Разговор вертелся на той современной сплетне из высшего управления, в которой большинство людей видит обыкновенно самый важный интерес внутренней политики. Денисов, недовольный правительством за свои неудачи по службе, с радостью узнавал все глупости, которые, по его мнению, делались теперь в Петербурге, и в сильных и резких выражениях делал свои замечания на слова Пьера.
– Прежде немцем надо было быть, теперь надо плясать с Татариновой и m-me Крюднер, читать… Экарстгаузена и братию. Ох! спустил бы опять молодца нашего Бонапарта. Он бы всю дурь повыбил. Ну на что̀ похоже солдату Шварцу дать Семеновский полк? – кричал он.
Николай, хотя без того желания находить всё дурным, которое было у Денисова, считал также весьма достойным и важным делом посудить о правительстве и считал, что то, что А. назначен министром того-то, а что Б. генерал-губернатором туда-то, и что государь сказал то-то, а министр то-то, что всё это дела очень значительные. И он считал нужным интересоваться этим и расспрашивал Пьера. За расспросами этих двух собеседников разговор не выходил из этого обычного характера сплетни высших, правительственных сфер.
Но Наташа, знавшая все приемы и мысли своего мужа, видела, что Пьер давно хотел и не мог вывести разговор на другую дорогу и высказать свою задушевную мысль, ту самую, для которой он и ездил в Петербург советоваться с новым другом своим князем Федором, и она помогла ему вопросом: что̀ же его дело с князем Федором?
– О чем это? – спросил Николай.
– Всё о том же и о том же, – сказал Пьер, оглядываясь вокруг себя. – Все видят, что дела̀ идут так скверно, что это нельзя так оставить, и что обязанность всех честных людей противодействовать по мере сил.

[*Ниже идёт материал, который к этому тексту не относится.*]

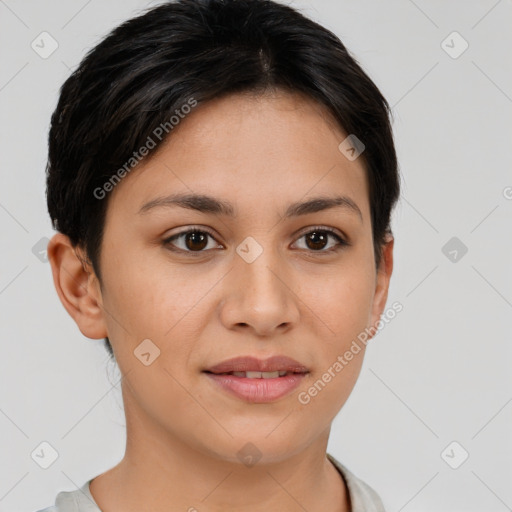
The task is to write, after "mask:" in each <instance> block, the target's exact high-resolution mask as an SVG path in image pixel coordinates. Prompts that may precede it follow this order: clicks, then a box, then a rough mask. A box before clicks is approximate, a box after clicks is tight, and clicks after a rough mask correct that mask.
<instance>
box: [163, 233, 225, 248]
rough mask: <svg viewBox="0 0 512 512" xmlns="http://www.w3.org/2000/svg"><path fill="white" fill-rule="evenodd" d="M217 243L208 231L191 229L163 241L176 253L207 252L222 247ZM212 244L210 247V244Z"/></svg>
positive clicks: (165, 243)
mask: <svg viewBox="0 0 512 512" xmlns="http://www.w3.org/2000/svg"><path fill="white" fill-rule="evenodd" d="M210 239H211V240H212V241H213V242H215V239H214V238H213V236H212V235H211V234H210V233H208V232H207V231H203V230H200V229H190V230H188V231H183V232H182V233H178V234H176V235H173V236H171V237H169V238H167V239H165V240H164V241H163V244H164V246H166V247H167V248H169V249H170V250H172V251H176V252H180V251H181V252H205V249H207V248H208V249H214V248H219V247H222V246H220V245H219V244H216V243H211V242H210ZM177 242H179V243H177ZM209 243H211V245H210V246H208V244H209Z"/></svg>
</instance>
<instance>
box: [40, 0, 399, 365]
mask: <svg viewBox="0 0 512 512" xmlns="http://www.w3.org/2000/svg"><path fill="white" fill-rule="evenodd" d="M276 89H283V90H287V91H290V92H301V93H303V94H305V95H307V96H308V97H310V98H312V99H314V100H316V101H317V102H319V103H320V104H321V105H324V106H326V107H327V109H328V111H329V112H330V113H331V114H332V116H333V118H334V119H335V120H336V121H337V122H338V123H339V125H340V126H341V128H342V129H343V130H344V131H345V132H346V133H347V134H354V135H355V136H356V137H357V138H358V139H360V140H361V141H362V142H363V143H364V145H365V149H364V153H363V154H362V155H361V156H362V157H363V158H364V162H365V164H366V171H367V177H368V183H369V191H370V192H369V194H370V208H371V221H372V232H373V240H374V248H375V262H376V265H377V266H378V265H379V262H380V257H381V249H382V244H383V243H384V241H385V237H386V235H387V233H390V232H391V229H390V216H391V211H392V209H393V206H394V204H395V203H396V201H397V199H398V195H399V188H400V185H399V174H398V165H397V158H396V152H395V147H394V143H393V135H392V130H391V126H390V120H389V117H390V109H389V105H388V103H387V102H386V100H385V98H384V97H383V96H382V94H381V93H380V91H379V89H378V88H377V87H376V85H375V84H374V83H373V82H372V80H371V79H370V78H369V77H368V76H367V75H366V74H365V72H364V71H363V70H362V69H361V67H360V66H359V65H358V63H357V62H356V60H355V59H354V58H353V57H352V56H351V55H350V54H349V52H348V51H347V49H346V48H345V46H344V45H343V44H342V43H341V41H340V40H339V39H338V37H336V36H335V35H334V34H333V33H332V32H331V31H329V30H327V29H326V28H324V27H322V26H321V25H319V24H318V23H315V22H314V21H312V20H310V19H308V18H307V17H305V16H304V15H302V14H301V13H300V12H298V11H296V10H294V9H292V8H291V7H288V6H286V5H283V4H279V3H276V2H274V1H271V0H176V1H169V2H166V3H164V4H162V5H159V6H157V7H153V8H150V9H149V10H146V11H143V13H142V14H140V15H139V16H137V17H134V18H132V19H130V20H128V21H125V22H124V23H122V24H121V25H120V26H118V27H117V28H115V29H114V30H113V31H112V32H111V33H110V34H108V36H107V37H106V38H105V39H103V40H102V41H101V42H100V43H99V44H98V45H97V46H95V47H94V48H92V49H91V50H90V51H89V52H88V53H87V55H86V56H85V57H84V58H83V60H82V62H81V63H80V65H79V67H78V68H77V69H76V70H75V71H74V72H73V73H72V75H71V76H70V77H69V78H68V79H67V80H66V81H65V83H64V84H63V85H62V87H61V89H60V98H59V101H58V105H57V108H56V109H55V111H54V113H53V115H52V118H51V127H50V132H49V154H48V164H47V190H46V192H47V203H48V211H49V213H50V217H51V219H52V222H53V226H54V228H55V229H57V230H58V231H60V232H61V233H63V234H65V235H67V236H68V237H69V239H70V241H71V243H72V244H73V245H74V246H75V247H76V246H78V247H80V248H82V249H83V250H84V252H85V254H86V255H87V257H88V258H89V260H90V262H91V264H92V267H93V269H94V271H95V273H96V275H97V276H98V279H99V280H100V284H101V272H100V270H101V269H100V268H99V254H100V246H101V241H102V236H103V229H104V221H105V214H106V209H107V205H108V197H106V198H105V200H102V199H101V198H98V193H97V192H95V191H97V190H100V189H101V190H104V191H105V190H106V188H103V187H104V185H105V184H106V183H107V182H110V183H112V179H113V177H114V175H115V173H116V171H117V172H118V174H117V177H118V178H119V179H120V178H121V176H122V174H123V173H122V171H121V169H123V168H124V169H125V171H127V169H126V163H127V162H128V161H130V159H131V158H133V154H134V152H136V151H137V150H138V149H139V148H141V147H142V146H144V145H145V144H146V143H147V141H148V138H152V139H155V138H156V139H157V140H156V141H154V142H156V146H160V144H161V143H162V142H163V141H164V140H165V139H166V136H167V133H170V131H171V129H172V126H171V127H169V125H170V123H169V118H170V117H171V116H172V115H173V114H174V113H175V112H176V113H178V112H177V110H178V109H180V108H181V107H182V106H183V105H185V104H187V103H190V99H191V98H194V101H196V102H197V103H198V104H201V103H204V102H207V101H208V100H211V99H213V98H219V97H221V96H224V95H228V94H232V93H237V92H254V93H260V92H261V93H263V92H265V91H270V90H276ZM159 126H160V127H162V126H165V127H166V130H165V132H166V133H165V134H164V137H161V139H158V138H157V137H155V136H154V132H155V128H156V127H159ZM162 133H163V132H162ZM340 142H341V141H340ZM155 152H156V151H153V153H152V154H154V153H155ZM132 164H133V162H132ZM132 164H131V165H132ZM113 184H115V183H113ZM105 342H106V347H107V349H108V351H109V353H110V355H111V356H113V352H112V347H111V346H110V342H109V340H108V338H106V339H105Z"/></svg>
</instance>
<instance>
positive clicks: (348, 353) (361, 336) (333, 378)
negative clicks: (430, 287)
mask: <svg viewBox="0 0 512 512" xmlns="http://www.w3.org/2000/svg"><path fill="white" fill-rule="evenodd" d="M402 310H403V305H402V304H401V303H400V302H398V301H396V302H394V303H393V304H392V305H391V307H390V308H388V309H387V310H386V311H385V312H384V313H383V315H382V316H381V318H380V319H379V321H378V322H377V323H376V325H375V326H371V327H367V328H366V329H365V330H364V331H362V332H360V333H359V334H358V335H357V339H354V340H353V341H352V344H351V345H350V348H349V349H348V350H346V351H345V352H344V353H343V355H339V356H338V357H337V358H336V361H334V362H333V363H332V364H331V365H330V366H329V368H327V370H326V371H325V372H324V373H323V374H322V376H321V377H320V378H319V379H318V380H317V381H316V382H315V383H314V384H313V385H312V386H310V387H309V388H308V389H307V391H301V392H300V393H299V394H298V396H297V398H298V400H299V402H300V403H301V404H302V405H307V404H309V402H311V399H312V398H313V397H315V396H317V395H318V393H320V391H322V390H323V389H324V388H325V386H326V385H327V384H328V383H329V382H331V380H332V379H334V377H336V375H338V374H339V373H340V372H341V371H342V370H343V368H345V366H347V365H348V364H349V363H350V361H352V360H353V359H354V356H356V355H357V354H359V352H361V349H362V347H361V344H362V345H364V346H366V345H367V343H368V341H369V340H370V339H371V338H372V337H373V336H375V334H376V333H377V332H378V331H381V330H382V329H383V328H384V327H385V326H386V325H387V324H389V322H391V320H393V318H395V317H396V315H397V314H398V313H400V312H401V311H402ZM358 342H359V343H358Z"/></svg>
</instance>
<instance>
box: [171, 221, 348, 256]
mask: <svg viewBox="0 0 512 512" xmlns="http://www.w3.org/2000/svg"><path fill="white" fill-rule="evenodd" d="M314 232H320V233H327V234H328V235H329V236H331V237H333V238H335V239H336V240H337V242H338V244H337V245H335V246H334V247H331V248H330V249H325V250H324V249H320V250H317V251H315V250H313V249H302V250H307V251H309V252H311V253H315V254H322V253H323V254H326V253H327V254H330V253H333V252H336V251H339V250H341V249H343V248H344V247H346V246H349V245H350V244H349V243H348V242H347V241H346V240H345V239H344V238H342V237H341V236H340V235H339V234H338V233H337V232H336V231H334V230H333V229H331V228H328V227H324V226H313V227H312V228H310V229H309V230H308V231H306V232H304V233H302V234H301V235H300V236H299V238H298V239H297V240H300V239H301V238H303V237H305V236H306V235H309V234H311V233H314ZM189 233H206V234H207V235H209V236H210V237H211V238H213V239H214V240H215V236H214V234H213V233H212V232H211V231H210V230H208V229H207V228H204V227H199V226H194V227H192V228H190V229H187V230H186V231H181V232H180V233H176V234H174V235H172V236H170V237H168V238H166V239H165V240H163V242H162V243H163V245H164V247H166V248H168V249H169V250H170V251H173V252H179V253H185V254H190V255H192V256H199V255H201V254H203V253H205V252H207V251H208V250H211V249H208V250H204V249H203V250H201V251H190V250H184V249H179V248H176V247H174V246H173V245H172V242H173V241H174V240H176V239H178V238H180V237H184V236H186V235H188V234H189Z"/></svg>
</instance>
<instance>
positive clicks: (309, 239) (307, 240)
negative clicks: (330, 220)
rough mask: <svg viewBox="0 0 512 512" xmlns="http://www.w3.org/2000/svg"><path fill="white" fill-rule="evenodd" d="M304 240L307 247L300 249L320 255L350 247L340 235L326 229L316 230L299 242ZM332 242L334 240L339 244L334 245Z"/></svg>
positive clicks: (306, 233)
mask: <svg viewBox="0 0 512 512" xmlns="http://www.w3.org/2000/svg"><path fill="white" fill-rule="evenodd" d="M302 239H304V241H305V243H304V245H305V247H300V248H301V249H306V250H310V251H313V252H320V253H326V252H327V253H328V252H331V251H336V250H337V249H340V248H341V247H342V246H345V245H349V244H348V242H346V241H345V240H344V239H343V238H342V237H341V236H340V235H338V234H337V233H335V232H334V231H332V230H330V229H326V228H314V229H313V230H311V231H308V232H307V233H305V234H303V235H302V236H301V237H300V238H299V240H302ZM330 240H334V241H335V242H337V243H334V244H333V243H332V242H330Z"/></svg>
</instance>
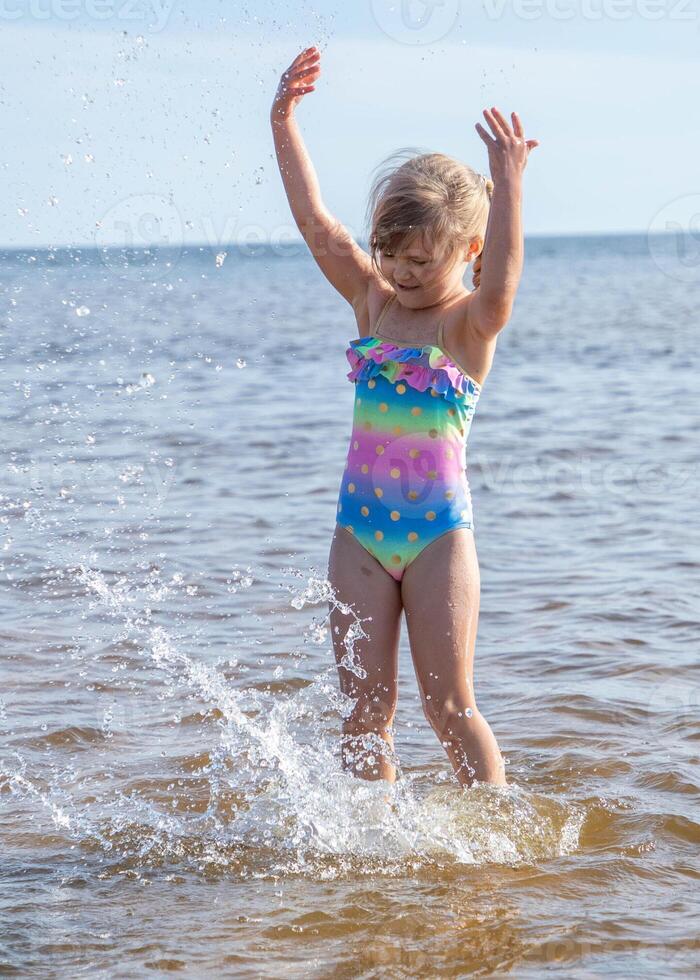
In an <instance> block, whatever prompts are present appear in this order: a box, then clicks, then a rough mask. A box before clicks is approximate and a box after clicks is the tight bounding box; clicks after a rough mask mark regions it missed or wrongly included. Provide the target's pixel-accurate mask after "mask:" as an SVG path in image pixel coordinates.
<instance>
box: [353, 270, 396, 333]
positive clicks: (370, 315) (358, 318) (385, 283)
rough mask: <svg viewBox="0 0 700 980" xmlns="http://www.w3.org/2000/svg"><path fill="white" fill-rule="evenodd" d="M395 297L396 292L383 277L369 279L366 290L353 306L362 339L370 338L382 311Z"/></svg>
mask: <svg viewBox="0 0 700 980" xmlns="http://www.w3.org/2000/svg"><path fill="white" fill-rule="evenodd" d="M393 295H394V290H393V289H392V288H391V286H389V285H388V284H387V283H386V282H385V281H384V280H383V279H382V278H381V277H379V276H377V275H371V276H368V277H367V281H366V282H365V285H364V289H363V290H361V292H360V293H359V294H358V296H357V297H356V299H355V301H354V302H353V304H352V308H353V310H354V313H355V319H356V320H357V329H358V332H359V336H360V337H368V336H369V335H370V334H371V332H372V327H373V326H374V324H375V323H376V322H377V320H378V319H379V315H380V313H381V311H382V310H383V309H384V307H385V306H386V304H387V303H388V302H389V300H390V299H391V297H392V296H393Z"/></svg>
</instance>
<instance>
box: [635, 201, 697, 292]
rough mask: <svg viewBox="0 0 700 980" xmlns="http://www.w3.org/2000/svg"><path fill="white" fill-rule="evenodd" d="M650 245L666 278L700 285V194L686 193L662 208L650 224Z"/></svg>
mask: <svg viewBox="0 0 700 980" xmlns="http://www.w3.org/2000/svg"><path fill="white" fill-rule="evenodd" d="M647 246H648V249H649V254H650V255H651V257H652V259H653V260H654V262H655V263H656V265H657V266H658V268H659V269H661V271H662V272H663V273H664V275H666V276H669V278H671V279H677V280H678V281H679V282H700V194H683V195H681V196H680V197H676V198H674V199H673V200H672V201H668V202H667V203H666V204H664V206H663V207H662V208H659V210H658V211H657V212H656V214H655V215H654V217H653V218H652V219H651V222H650V224H649V228H648V231H647Z"/></svg>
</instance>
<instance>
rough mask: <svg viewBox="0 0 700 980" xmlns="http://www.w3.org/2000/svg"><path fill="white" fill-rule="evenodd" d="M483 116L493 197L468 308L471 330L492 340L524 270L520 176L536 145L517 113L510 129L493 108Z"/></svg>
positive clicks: (503, 318)
mask: <svg viewBox="0 0 700 980" xmlns="http://www.w3.org/2000/svg"><path fill="white" fill-rule="evenodd" d="M484 116H485V118H486V121H487V122H488V124H489V126H490V127H491V131H492V133H493V136H490V135H489V134H488V133H487V132H486V130H485V129H484V128H483V127H482V126H481V125H480V124H479V123H477V124H476V129H477V130H478V132H479V135H480V136H481V138H482V139H483V141H484V142H485V143H486V147H487V149H488V154H489V167H490V170H491V177H492V180H493V194H492V198H491V207H490V210H489V219H488V223H487V227H486V238H485V241H484V247H483V252H482V256H481V277H480V280H479V286H478V287H477V289H475V290H474V296H473V299H472V300H471V302H470V304H469V306H468V310H469V321H470V323H471V325H472V327H473V328H474V330H475V331H476V332H477V333H478V334H479V335H480V336H481V337H483V338H484V339H485V340H492V339H493V338H494V337H495V336H496V335H497V334H498V333H499V332H500V331H501V330H502V329H503V328H504V327H505V325H506V323H507V322H508V320H509V319H510V315H511V312H512V309H513V303H514V302H515V294H516V292H517V290H518V284H519V283H520V277H521V275H522V271H523V255H524V246H523V228H522V185H523V180H522V175H523V170H524V169H525V164H526V163H527V158H528V154H529V153H530V150H532V149H533V148H534V147H535V146H539V142H538V141H537V140H526V139H525V137H524V134H523V128H522V124H521V122H520V119H519V118H518V116H517V113H515V112H513V113H511V116H512V119H513V128H512V129H511V127H510V126H509V124H508V122H507V120H506V119H505V118H504V117H503V116H502V115H501V113H500V112H499V110H498V109H497V108H496V107H495V106H494V108H493V109H492V110H491V111H489V110H488V109H484Z"/></svg>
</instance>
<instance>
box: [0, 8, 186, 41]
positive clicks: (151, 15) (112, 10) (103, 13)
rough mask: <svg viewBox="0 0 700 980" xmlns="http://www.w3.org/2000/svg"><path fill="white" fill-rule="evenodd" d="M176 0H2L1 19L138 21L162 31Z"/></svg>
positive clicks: (169, 16) (133, 21) (167, 20)
mask: <svg viewBox="0 0 700 980" xmlns="http://www.w3.org/2000/svg"><path fill="white" fill-rule="evenodd" d="M174 4H175V0H0V21H3V20H4V21H18V20H40V21H45V20H60V21H68V22H72V21H76V20H79V19H83V20H94V21H97V22H98V23H103V22H104V21H108V20H116V21H118V22H119V23H120V24H138V25H139V26H140V27H144V26H145V28H146V29H147V30H149V31H150V32H151V33H153V34H155V33H157V32H158V31H162V30H163V28H164V27H165V26H166V24H167V22H168V19H169V18H170V14H171V12H172V9H173V6H174Z"/></svg>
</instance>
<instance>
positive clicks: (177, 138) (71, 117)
mask: <svg viewBox="0 0 700 980" xmlns="http://www.w3.org/2000/svg"><path fill="white" fill-rule="evenodd" d="M699 7H700V0H483V2H471V0H470V2H465V0H356V2H354V3H346V4H344V5H341V4H340V3H331V2H310V0H292V2H287V3H285V2H271V0H251V2H250V3H237V2H218V3H217V2H211V0H200V2H194V0H192V2H185V3H182V2H170V0H6V2H3V3H1V4H0V37H1V38H2V40H3V42H4V43H3V67H4V71H3V81H2V84H1V85H0V108H1V110H2V121H3V133H4V139H3V149H2V155H1V157H0V159H1V160H2V169H3V176H4V184H5V193H4V195H3V198H4V201H5V207H4V208H3V219H4V220H3V230H2V235H1V236H0V245H3V246H6V247H8V246H9V247H12V246H27V245H34V246H45V245H89V244H99V245H103V244H119V245H123V244H134V245H142V244H145V243H147V242H149V241H153V242H162V241H170V242H173V243H177V244H179V243H180V242H191V243H195V242H196V243H204V244H208V245H210V246H211V247H212V248H216V247H223V245H225V244H226V243H227V242H230V241H236V240H239V241H277V240H290V239H293V238H295V237H296V229H295V227H294V225H293V222H292V221H291V217H290V214H289V210H288V207H287V204H286V198H285V196H284V192H283V189H282V185H281V181H280V177H279V174H278V172H277V167H276V163H275V160H274V153H273V146H272V139H271V134H270V128H269V107H270V103H271V100H272V97H273V94H274V91H275V88H276V85H277V80H278V78H279V75H280V73H281V72H282V71H283V70H284V68H286V67H287V65H288V64H289V63H290V61H291V60H292V59H293V57H294V56H295V55H296V53H297V52H298V51H299V50H300V49H301V48H303V47H306V46H308V45H309V44H317V45H318V46H319V47H320V48H321V50H322V67H323V74H322V76H321V78H320V80H319V82H318V85H317V90H316V92H314V93H312V94H311V95H309V96H307V98H306V99H305V100H304V102H303V104H302V105H301V106H300V108H299V110H298V118H299V122H300V125H301V127H302V131H303V133H304V136H305V138H306V141H307V145H308V147H309V151H310V153H311V156H312V159H313V161H314V163H315V166H316V169H317V172H318V175H319V179H320V182H321V188H322V192H323V197H324V200H325V202H326V204H327V206H328V207H329V208H330V209H331V210H332V211H333V212H334V213H335V214H336V215H337V216H338V217H339V218H340V219H341V220H342V221H344V222H345V223H346V225H347V226H348V227H349V228H350V229H351V230H352V231H353V233H354V234H356V235H357V236H358V237H362V236H363V234H364V231H365V228H364V223H363V222H364V210H365V200H366V194H367V190H368V186H369V182H370V179H371V175H372V172H373V170H374V168H375V167H376V166H377V165H378V164H379V163H380V162H381V161H382V160H383V158H384V157H385V156H387V155H388V154H389V153H391V152H392V151H394V150H396V149H398V148H399V147H407V146H410V147H414V148H415V149H416V151H423V150H440V151H442V152H445V153H449V154H452V155H454V156H456V157H459V158H460V159H463V160H465V161H467V162H468V163H470V164H472V165H473V166H475V167H476V168H477V169H479V170H481V171H485V170H486V168H487V156H486V150H485V147H484V146H483V144H482V142H481V140H480V138H479V136H478V134H477V133H476V131H475V129H474V123H475V122H477V121H479V120H481V118H482V117H481V112H482V109H483V108H484V106H490V105H498V106H499V107H500V108H501V110H502V111H504V112H506V113H508V112H509V111H510V110H511V109H516V110H517V111H518V112H519V114H520V116H521V118H522V120H523V122H524V124H525V127H526V133H527V135H528V136H532V137H536V138H537V139H539V140H540V143H541V145H540V147H538V148H537V149H536V150H534V151H533V153H532V156H531V158H530V161H529V163H528V167H527V170H526V173H525V198H524V218H525V230H526V233H528V234H557V233H560V234H579V233H587V232H588V233H595V232H616V231H622V232H624V231H639V232H646V231H647V230H648V229H649V228H652V229H654V230H663V229H664V226H665V224H667V223H668V221H669V220H678V221H681V222H685V223H686V224H687V222H688V220H689V219H688V208H689V207H690V206H691V204H692V201H693V197H692V195H697V194H698V192H700V186H698V185H699V184H700V180H699V179H698V160H699V159H700V132H699V130H698V127H697V126H696V125H694V123H693V120H694V117H695V115H696V112H697V109H696V107H697V105H698V103H699V102H700V70H699V69H698V48H699V46H700V16H699V14H698V9H699ZM75 14H77V15H78V16H77V17H76V16H74V15H75ZM694 200H695V202H696V203H697V200H698V198H697V196H696V197H695V198H694ZM688 202H691V204H689V203H688Z"/></svg>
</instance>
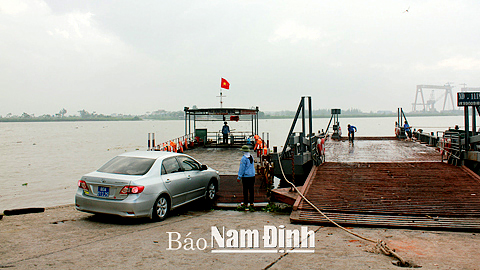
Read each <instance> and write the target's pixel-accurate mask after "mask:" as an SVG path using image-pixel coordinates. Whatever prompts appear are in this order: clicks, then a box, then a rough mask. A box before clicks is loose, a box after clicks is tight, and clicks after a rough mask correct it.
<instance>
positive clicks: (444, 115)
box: [0, 111, 463, 123]
mask: <svg viewBox="0 0 480 270" xmlns="http://www.w3.org/2000/svg"><path fill="white" fill-rule="evenodd" d="M461 115H463V111H455V112H445V113H407V114H406V116H407V117H438V116H461ZM293 117H294V115H263V117H260V118H259V119H291V118H293ZM330 117H331V115H314V116H313V118H330ZM340 117H342V118H371V117H382V118H383V117H397V115H396V114H392V113H390V114H379V113H372V114H369V113H365V114H341V115H340ZM144 120H147V121H148V120H164V121H168V120H185V119H184V118H176V117H151V116H150V117H142V116H132V117H94V118H82V117H78V116H70V117H52V118H45V117H31V118H22V117H9V118H5V117H0V123H2V122H3V123H22V122H27V123H32V122H99V121H144Z"/></svg>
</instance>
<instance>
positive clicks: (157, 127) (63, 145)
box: [0, 116, 463, 212]
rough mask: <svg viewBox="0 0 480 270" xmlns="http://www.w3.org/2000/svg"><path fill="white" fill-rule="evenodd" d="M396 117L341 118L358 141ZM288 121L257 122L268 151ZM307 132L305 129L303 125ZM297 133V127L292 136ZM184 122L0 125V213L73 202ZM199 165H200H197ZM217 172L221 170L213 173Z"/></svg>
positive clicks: (434, 120) (460, 122)
mask: <svg viewBox="0 0 480 270" xmlns="http://www.w3.org/2000/svg"><path fill="white" fill-rule="evenodd" d="M329 120H330V119H325V118H322V119H314V120H313V129H314V131H318V130H320V129H325V128H326V126H327V124H328V121H329ZM395 121H396V118H395V117H387V118H341V117H340V124H341V127H342V129H343V130H344V131H345V130H346V125H347V124H349V123H350V124H352V125H355V126H356V127H357V128H358V133H357V136H393V134H394V132H393V131H394V123H395ZM409 122H410V125H412V126H413V127H417V128H423V129H424V130H426V131H428V132H429V131H442V130H445V129H446V128H448V127H453V126H454V125H455V124H458V125H460V126H463V117H462V116H449V117H412V118H409ZM291 123H292V119H276V120H260V121H259V130H260V133H262V132H264V133H265V137H266V136H267V135H266V133H269V140H270V146H274V145H277V146H279V149H280V148H281V147H280V146H283V144H284V143H285V139H286V136H287V133H288V131H289V130H290V126H291ZM229 125H230V127H231V128H232V129H236V130H237V131H238V130H251V126H250V125H249V123H248V122H229ZM221 126H222V123H221V122H202V123H199V124H198V125H197V127H207V128H208V130H209V131H219V130H220V129H221ZM306 128H307V130H308V123H306ZM300 129H301V122H298V123H297V128H296V130H300ZM184 131H185V122H184V121H183V120H178V121H132V122H45V123H0V141H1V144H0V153H1V155H0V164H1V165H0V166H1V178H0V184H1V186H2V189H1V191H0V212H1V211H3V210H5V209H14V208H22V207H48V206H56V205H63V204H71V203H73V202H74V194H75V191H76V189H77V181H78V180H79V179H80V177H81V176H82V175H83V174H85V173H88V172H90V171H94V170H96V169H97V168H99V167H100V166H101V165H102V164H103V163H105V162H106V161H108V160H109V159H111V158H112V157H114V156H116V155H118V154H120V153H124V152H126V151H134V150H136V149H139V150H146V147H147V134H148V133H149V132H155V133H156V142H157V143H160V142H163V141H166V140H169V139H172V138H175V137H179V136H182V135H183V134H184ZM200 161H201V160H200ZM218 169H219V170H220V168H218Z"/></svg>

– Что̀ ж честные люди могут сделать? – слегка нахмурившись, сказал Николай – что̀ же можно сделать?
– А вот что̀…
– Пойдемте в кабинет, – сказал Николай.
Наташа, уже давно угадывавшая, что ее придут звать кормить, услыхала зов няни и пошла в детскую. Графиня Марья пошла с нею. Мужчины пошли в кабинет, и Николинька Болконский, незамеченный дядей, пришел туда же и сел в тени, к окну, у письменного стола.
– Ну что̀ ж ты сделаешь? – сказал Денисов.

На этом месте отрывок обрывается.